Na pierwszą kapłańską placówkę został posłany do parafii pw. św. Katarzyny w Górze. – Czuliśmy się bardzo potrzebni, wyczekiwani. Ludzie mieli w sobie wielki głód kapłańskiej posługi – wspomina. – Kiedy tylko ktoś podczas homilii czy na katechezie powiedział coś dla władz kontrowersyjnego, np. o Katyniu, musiał się liczyć z wezwaniem do złożenia wyjaśnień. Sam kilkakrotnie uczestniczyłem w takiej „spowiedzi”, przesłuchujący mnie człowiek odnosił się jednak do mnie bez złośliwości. Wiadomo było, że wszystkie kazania są nagrywane. Tym lepiej się do nich przygotowywaliśmy…

Odnowione przymierze

W milenijnym 1966 roku bardzo ważna uroczystość odbyła się 3 lipca w Bardzie Śląskim. Abp Bolesław Kominek koronował figurkę Matki Bożej Strażniczki Wiary, odmawiając także akt oddania się Maryi w macierzyńską niewolę miłości, 3 maja odczytany przez prymasa na Jasnej Górze. We Wrocławiu główne uroczystości jubileuszowe odbyły się w październiku – u grobu bł. Czesława w kościele pw. św. Wojciecha, w Trzebnicy i w katedrze wrocławskiej. 14 października wieczorem we wszystkich parafiach odbyły się Msze św. milenijne.

W pamięć zapadła wrocławianom Eucharystia w kościele św. Wojciecha, odprawiona 15 października pod przewodnictwem abp. Karola Wojtyły, z kazaniem prymasa Stefana Wyszyńskiego. Centralna uroczystość odbyła się nazajutrz (16.10) w Trzebnicy. Tego samego dnia przy ołtarzu polowym abp B. Kominek przewodniczył Mszy św. przy katedrze wrocławskiej, a prymas mówił w kazaniu m.in. o ogłoszeniu Maryi Matką Kościoła i liście biskupów polskich do niemieckich.

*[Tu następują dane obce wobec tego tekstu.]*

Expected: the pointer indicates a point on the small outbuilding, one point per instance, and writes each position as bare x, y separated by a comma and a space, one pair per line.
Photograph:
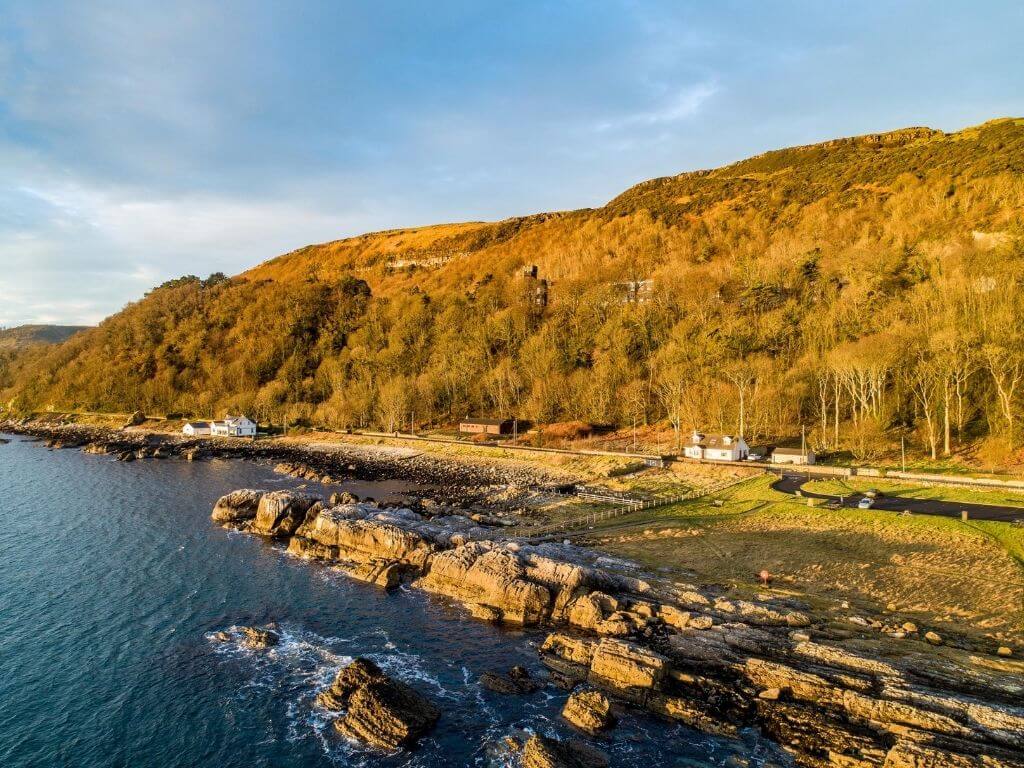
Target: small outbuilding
792, 456
485, 426
233, 426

Władze organizowały mnóstwo konkurencyjnych imprez. Funkcjonariusze skrupulatnie nagrywali, filmowali, fotografowali milenijne wydarzenia. Na Dolnym Śląsku w prawie 1400 wsiach odbyły się spotkania, podczas których oficerowie Wojska Polskiego przekonywali ludność, że biskupi prowadzą antypolską politykę. Odznaczano rolników odznakami Tysiąclecia Państwa Polskiego, wręczano dyplomy. Ci sami oficerowie mieli później przeprowadzać rozmowy z miejscowymi księżmi (odbyło się ich ponad 200), podtykać im do podpisania odpowiednie apele. Akcja nie odniosła większych sukcesów. Komunistom przypomniano, że chrzcielne przymierze wyprzedza inne sojusze, a Królowa Polski potężniejsza jest niż oni.

Korzystałam z książki ks. Józefa Mandziuka, Historia Kościoła katolickiego na Śląsku, Warszawa 2014.

Wotum kapłanów tysiąclecia

W katedrze wrocławskiej oglądać można wystawę „Święty naszych wspomnień. Opowieść o św. Janie Pawle II w kadrach filmowych ks. Jerzego Rasiaka z Wrocławia”. Wystawa stanowi wotum dziękczynienia za kanonizację polskiego papieża, a także za dar kapłaństwa milenijnych kapłanów w 50. rocznicę święceń. Do obejrzenia ekspozycji zapraszają Ośrodek Audiowizualny, parafia katedralna oraz jubilaci.